Egyptian jihadist and activist (d. 2014)

Abu Bakr al-Nasr, nom de guerre L'Égyptien, was an Egyptian jihadist who served as the emir of the Malian jihadist group Al-Mourabitoun from its foundation in 2013 until his death in 2014.

== Biography ==
al-Nasr was born in Egypt at an unknown date. He took part in the war in Afghanistan fighting for the Taliban. In 2011, he fled to Libya when the Libyan civil war broke out and established a training camp for al-Qaeda in Benghazi. al-Nasr met with Mokhtar Belmokhtar in the fall of 2011 in Libya, being recruited to northern Mali with him where Belmokhtar was the head of a katiba of Al-Qaeda in the Islamic Maghreb. In late 2012, al-Nasr had a key role in planning the In Amenas hostage crisis that occurred in January 2013 in Algeria.

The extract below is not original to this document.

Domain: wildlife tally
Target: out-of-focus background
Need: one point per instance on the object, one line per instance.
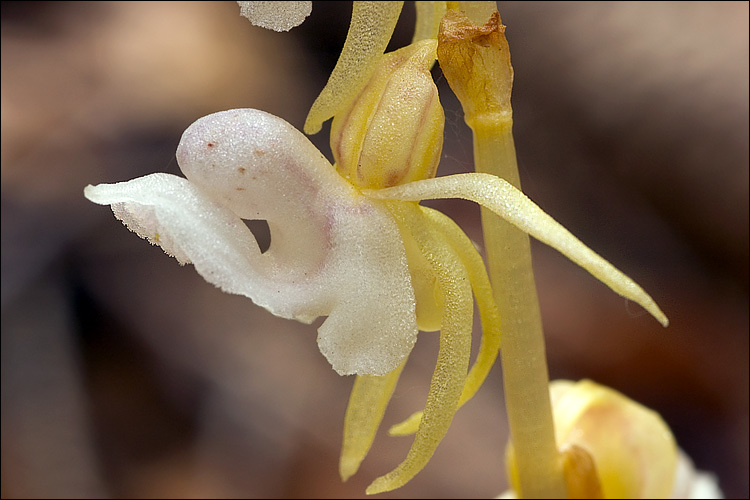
(126, 375)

On August 22, 2013, Ahmed al-Tilemsi and Belmokhtar announced the merger between Movement for Oneness and Jihad in West Africa (MOJWA) and the Blood Signatories group. They ceded leadership of the new group, dubbed Al-Mourabitoun, to another unnamed person.

al-Nasr was killed by the French Army between April 10 and 11, 2014, south of Timetrine. According to Malian authorities, al-Nasr was killed that night in a shootout with the French army, which left seven jihadists dead. The French Army confirmed in May that al-Nasr was the leader of al-Mourabitoun, who was previously unknown. Authorities suspected that al-Nasr was chosen to lead the movement due to his background in international jihadist movements, and his claims to personally know al-Qaeda emir Ayman al-Zawahiri. Subsequently, al-Nasr could've served as a middleman between Belmokhtar and al-Zawahiri.